Mother's Day: Boost peace not greeting card sales

On the advice of my brother-in-law Chris Jungheim, I looked up the origins of Mother's Day. Abolitionist, social activist and poet Julia Ward Howe was among the first in the United States to promote the creation of the holiday. Rather than using it as a time to sell flowers, candy, and greeting cards, she envisioned it as a day for mothers to stand up to war and violence, and instill the values of international unity and peace.

Ms. Howe, also well-known as the author of the Battle Hymn of the Republic, wrote the Mother's Day Proclamation in 1870 on the heels of the carnage of the American Civil War. The holiday didn't become recognized nationally until 1914, and even then it was used to celebrate individual motherhood rather than bring together mothers politically to work for common ideals.

Below is the full text of the Proclamation, which still has resonance today.

Arise, then, women of this day!
Arise, all women who have hearts,
Whether our baptism be of water or of tears!

Say firmly:
"We will not have great questions decided by irrelevant agencies,
Our husbands will not come to us, reeking with carnage, for caresses and applause.
Our sons shall not be taken from us to unlearn
All that we have been able to teach them of charity, mercy and patience.
We, the women of one country, will be too tender of those of another country
To allow our sons to be trained to injure theirs."

From the bosom of the devastated Earth a voice goes up with our own.
It says: "Disarm! Disarm!

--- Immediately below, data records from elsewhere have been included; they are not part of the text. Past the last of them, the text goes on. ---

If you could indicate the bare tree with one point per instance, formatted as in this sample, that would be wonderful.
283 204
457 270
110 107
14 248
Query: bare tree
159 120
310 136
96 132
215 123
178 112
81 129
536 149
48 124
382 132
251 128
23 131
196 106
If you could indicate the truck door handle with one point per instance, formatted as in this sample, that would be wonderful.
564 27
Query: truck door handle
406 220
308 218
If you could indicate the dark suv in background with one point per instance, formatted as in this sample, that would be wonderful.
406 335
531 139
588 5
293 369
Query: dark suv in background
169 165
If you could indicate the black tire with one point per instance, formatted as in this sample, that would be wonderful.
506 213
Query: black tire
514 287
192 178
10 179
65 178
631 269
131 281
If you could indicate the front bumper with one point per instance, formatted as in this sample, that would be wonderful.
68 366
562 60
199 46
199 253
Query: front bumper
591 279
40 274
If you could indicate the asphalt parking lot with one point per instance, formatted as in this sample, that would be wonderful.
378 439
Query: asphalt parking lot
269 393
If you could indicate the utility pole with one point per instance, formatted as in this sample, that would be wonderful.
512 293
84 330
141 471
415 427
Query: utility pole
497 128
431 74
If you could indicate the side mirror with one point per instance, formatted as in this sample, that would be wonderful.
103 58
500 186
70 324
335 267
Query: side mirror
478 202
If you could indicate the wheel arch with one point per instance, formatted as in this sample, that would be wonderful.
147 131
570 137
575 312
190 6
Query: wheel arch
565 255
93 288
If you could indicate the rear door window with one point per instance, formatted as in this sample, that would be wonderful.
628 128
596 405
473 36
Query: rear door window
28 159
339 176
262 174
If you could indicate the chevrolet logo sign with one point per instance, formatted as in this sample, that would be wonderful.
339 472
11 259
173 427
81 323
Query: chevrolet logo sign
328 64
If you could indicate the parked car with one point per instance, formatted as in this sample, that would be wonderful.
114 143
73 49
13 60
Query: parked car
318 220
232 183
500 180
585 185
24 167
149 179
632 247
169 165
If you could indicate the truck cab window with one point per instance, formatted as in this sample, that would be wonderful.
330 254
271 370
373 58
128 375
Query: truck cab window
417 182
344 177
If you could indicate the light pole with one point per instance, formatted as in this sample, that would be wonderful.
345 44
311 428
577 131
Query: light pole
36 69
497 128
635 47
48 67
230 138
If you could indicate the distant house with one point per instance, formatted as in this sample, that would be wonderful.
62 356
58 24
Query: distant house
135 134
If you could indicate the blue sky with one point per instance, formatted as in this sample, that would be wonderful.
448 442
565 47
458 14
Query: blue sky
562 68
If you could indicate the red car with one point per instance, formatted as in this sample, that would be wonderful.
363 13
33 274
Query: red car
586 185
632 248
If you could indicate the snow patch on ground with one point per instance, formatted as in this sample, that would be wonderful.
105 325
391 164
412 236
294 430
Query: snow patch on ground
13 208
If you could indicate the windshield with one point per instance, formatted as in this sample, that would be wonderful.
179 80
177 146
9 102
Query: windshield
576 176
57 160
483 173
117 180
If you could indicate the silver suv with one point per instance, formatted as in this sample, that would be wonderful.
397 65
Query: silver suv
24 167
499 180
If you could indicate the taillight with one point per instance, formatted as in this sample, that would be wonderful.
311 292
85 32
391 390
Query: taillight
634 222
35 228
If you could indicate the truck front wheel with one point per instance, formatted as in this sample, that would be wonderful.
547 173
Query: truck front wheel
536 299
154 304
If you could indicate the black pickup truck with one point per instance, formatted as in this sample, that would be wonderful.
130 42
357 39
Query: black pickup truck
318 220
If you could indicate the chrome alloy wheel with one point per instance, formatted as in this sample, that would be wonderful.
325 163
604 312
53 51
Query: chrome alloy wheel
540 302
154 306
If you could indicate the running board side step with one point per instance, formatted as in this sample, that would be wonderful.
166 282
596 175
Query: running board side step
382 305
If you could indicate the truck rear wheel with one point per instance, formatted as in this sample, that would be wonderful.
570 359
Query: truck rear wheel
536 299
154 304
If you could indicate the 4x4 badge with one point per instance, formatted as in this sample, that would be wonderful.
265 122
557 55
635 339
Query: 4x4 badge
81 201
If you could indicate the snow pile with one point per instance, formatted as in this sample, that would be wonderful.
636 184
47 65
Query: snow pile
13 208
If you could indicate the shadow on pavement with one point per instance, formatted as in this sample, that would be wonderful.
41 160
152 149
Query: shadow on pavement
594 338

The sword of murder is not the balance of justice.
"Blood does not wipe out dishonor, nor violence indicate possession.
As men have often forsaken the plough and the anvil at the summons of war,
Let women now leave all that may be left of home for a great and earnest day of counsel.

Let them meet first, as women, to bewail and commemorate the dead.
Let them solemnly take counsel with each other as to the means
Whereby the great human family can live in peace,
Each bearing after his own time the sacred impress, not of Caesar
But of God.

In the name of womanhood and humanity, I earnestly ask
That a general congress of women without limit of nationality
May be appointed and held at someplace deemed most convenient
And at the earliest period consistent with its objects,
To promote the alliance of the different nationalities,
The amicable settlement of international questions,
The great and general interests of peace.